My home wouldn’t be my home without my music… Just a small sampling of the artists who help me breathe, centering me and bringing me back to where I want and need to be.  From happy to sad to everything in between and more, I find music to be simply astoundingly amazing!

I haven’t always been one to wear make up.  I’ve gone through phases over the years in which I’ve not worn a single ounce of make-up to wearing almost nothing to doodling myself up everyday.  I have to admit, I love my make-up and I love the way make-up makes me feel.  You can change-up the color of your eye-shadow or eyeliner and feel like a completely new person.  Thanks to Mandy, I was introduced to Ulta and all that AMAZING store has to offer.  A girl could think she died and went to heaven upon entering Ulta.  Best to leave your wallet at home and enter with only $20! My MOST favorite product would be Urban Decay’s Eyeshadow Primer Potion in SIN.  A coat of this on my eyelids BEFORE applying shadow and I am good to go ALL day.  No shadow in the creases at all!  Definitely my make-up must have 🙂 

I never realized just how much nail polish I had until Jessica, another of my besties, came for a visit from Washington State last year.  She’s the one who snapped this picture…. Paint my nails much?  ALL the time during the summer… When I’m being crafty, my nails are better left unpainted.
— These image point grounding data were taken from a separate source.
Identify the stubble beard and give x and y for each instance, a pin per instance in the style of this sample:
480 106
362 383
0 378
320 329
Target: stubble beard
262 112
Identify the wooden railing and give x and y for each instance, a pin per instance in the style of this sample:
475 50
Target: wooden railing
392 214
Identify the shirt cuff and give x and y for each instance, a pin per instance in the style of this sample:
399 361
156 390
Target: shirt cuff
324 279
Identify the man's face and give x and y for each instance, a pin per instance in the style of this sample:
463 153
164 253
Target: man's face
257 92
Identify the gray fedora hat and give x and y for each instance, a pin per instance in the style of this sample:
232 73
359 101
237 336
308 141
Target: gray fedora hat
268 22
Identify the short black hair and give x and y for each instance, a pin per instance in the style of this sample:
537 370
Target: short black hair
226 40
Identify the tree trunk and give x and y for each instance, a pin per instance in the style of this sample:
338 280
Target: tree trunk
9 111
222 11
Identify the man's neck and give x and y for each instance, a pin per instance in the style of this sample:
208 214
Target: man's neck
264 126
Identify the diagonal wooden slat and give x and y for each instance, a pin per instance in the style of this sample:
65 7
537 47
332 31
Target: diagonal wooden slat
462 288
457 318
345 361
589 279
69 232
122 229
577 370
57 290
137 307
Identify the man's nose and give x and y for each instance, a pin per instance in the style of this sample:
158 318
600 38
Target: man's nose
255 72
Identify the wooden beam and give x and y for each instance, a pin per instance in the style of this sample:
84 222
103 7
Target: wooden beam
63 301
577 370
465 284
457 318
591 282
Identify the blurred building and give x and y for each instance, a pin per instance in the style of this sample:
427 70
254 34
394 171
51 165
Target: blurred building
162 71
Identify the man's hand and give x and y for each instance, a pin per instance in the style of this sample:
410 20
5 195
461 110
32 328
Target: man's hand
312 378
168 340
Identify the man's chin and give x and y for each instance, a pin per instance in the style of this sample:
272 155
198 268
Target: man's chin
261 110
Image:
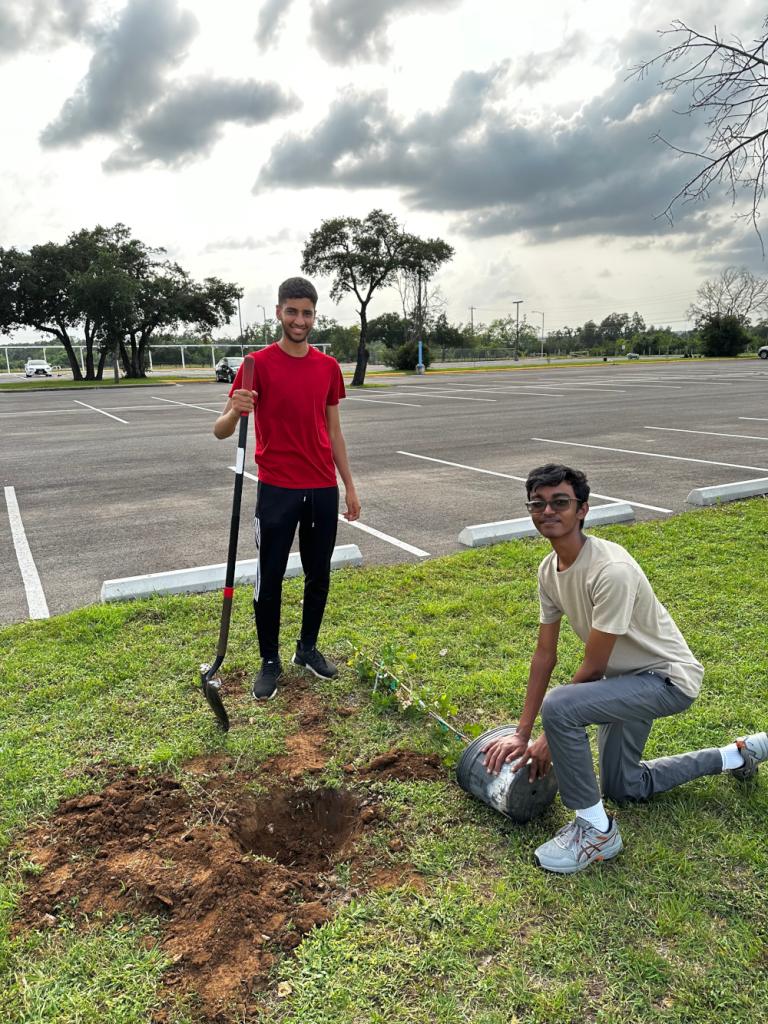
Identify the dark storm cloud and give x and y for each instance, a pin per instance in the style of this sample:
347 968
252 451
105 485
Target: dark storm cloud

Ok… LAST “things”…. I promise! 

I have soooooooooo much crafty stuff… From papers to stamps to inks to die cutting machines to paint to punches to anything and everything else imaginable.  Finding decorative yet efficiently functional storage has been QUITE the challenge living in a one bedroom apartment.  But, I think I have utilized the space I have quite efficiently while still looking pretty.  🙂   These two pieces are my favorites… They were both bargain finds as well.  They are home to my Cricut and Sizzix, my ink pads, acrylic blocks, paper 8×8 and smaller, punches, scissors, pens, paper cutters and much, much more.  For me they work perfectly!!! 

 

So there you have it… My FAVORITE things.

 What are a few of your favorite things that make home, home and you, you?